I've been asked, off-list, whether, in my view, Parsifal "gives" in the course of the opera (to go with his "sympathizing" and self- "control", for TWL purposes.)
In brief, I would say the answer is "yes": Parsifal not only "gives", but he that which he gives is meant to be understood as having unparalled value.
Parsifal concludes the opera by "giving" the "Holy Spear" (used at Christ's crucifixion, which alone can heal the wound of Amfortas), to the Grail Knights, from whom it had been stolen by Klingsor. ("I have borne it beside me and now bring it home, gleaning clean and bright before you, the holy Spear of the Grail.")
After healing Amfortas with the Spear, Parsifal provides another "gift": he performs the "Holy Office" that Amfortas, in his sin and suffering, had been unable or unwilling to perform, and the absence of which had brought the Order to the edge of ruin (and brought death to Amfortas' father.)
Parsifal's final speech beings:
"But one weapon serves:
only the Spear that smote you [Amfortas]
can heal your wound.
Be whole, absolved and atoned!
For I now will perform your task.
O blessed be your suffering,
that gave pity's mighty power
and purest wisdom's might
to the timerous fool. [Parsifal himself]
I bring back to you
the holy Spear!"
The two "gifts" of the Spear and perfomance of the Holy Office are of course related, and both are tied to the "gift" of salvation, which Parsifal, presumably, cannot himself bring. (Although this limit is not entirely clear: some orthodox religious people have condemned the work as blasphemous, believing the ties between Parsifal and Christ to be too close.)
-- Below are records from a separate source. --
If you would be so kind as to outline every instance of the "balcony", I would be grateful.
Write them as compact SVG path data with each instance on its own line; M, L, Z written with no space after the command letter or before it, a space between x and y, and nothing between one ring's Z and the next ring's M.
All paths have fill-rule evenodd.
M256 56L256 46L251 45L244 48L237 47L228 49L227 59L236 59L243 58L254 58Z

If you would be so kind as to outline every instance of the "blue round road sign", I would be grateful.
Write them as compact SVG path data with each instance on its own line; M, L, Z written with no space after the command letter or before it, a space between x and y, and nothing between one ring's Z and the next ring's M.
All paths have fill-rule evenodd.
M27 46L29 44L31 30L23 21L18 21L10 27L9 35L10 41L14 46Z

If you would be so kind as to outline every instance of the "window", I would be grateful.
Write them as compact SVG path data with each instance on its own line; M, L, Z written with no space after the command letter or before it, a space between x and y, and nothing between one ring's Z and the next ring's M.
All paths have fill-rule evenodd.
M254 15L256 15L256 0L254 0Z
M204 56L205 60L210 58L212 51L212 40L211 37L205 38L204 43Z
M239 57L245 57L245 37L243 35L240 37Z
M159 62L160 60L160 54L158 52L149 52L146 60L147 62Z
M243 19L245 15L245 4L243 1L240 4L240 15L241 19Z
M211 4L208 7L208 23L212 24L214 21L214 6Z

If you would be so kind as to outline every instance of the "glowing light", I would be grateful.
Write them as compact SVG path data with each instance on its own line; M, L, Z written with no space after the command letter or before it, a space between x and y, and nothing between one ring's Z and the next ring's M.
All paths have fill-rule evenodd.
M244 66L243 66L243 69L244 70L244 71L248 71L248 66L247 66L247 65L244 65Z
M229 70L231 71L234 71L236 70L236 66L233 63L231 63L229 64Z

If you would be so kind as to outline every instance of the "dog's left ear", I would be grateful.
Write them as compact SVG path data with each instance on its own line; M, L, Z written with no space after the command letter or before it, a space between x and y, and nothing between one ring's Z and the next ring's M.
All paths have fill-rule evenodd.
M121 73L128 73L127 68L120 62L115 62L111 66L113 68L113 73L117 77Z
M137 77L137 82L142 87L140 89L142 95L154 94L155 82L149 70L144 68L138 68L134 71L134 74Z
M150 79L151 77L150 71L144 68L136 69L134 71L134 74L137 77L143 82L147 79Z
Also worth noting that, in the portion quoted above, Parsifal identifies Amfortas' suffering, and his own empathy with it, as having given Parsifal the wisdom necessary to realize his mission.
Beyond that, I'll say no more, since Parsifal is subject to many interpretations and I've probably already imposed meanings that others might not find in the text.
Finally, as it was suggested that I address this on-list, I assume there's no objection to my identifying the interrogator as the inimitable Rick Parker. Thanks for shaking me out of my torpor, Rick.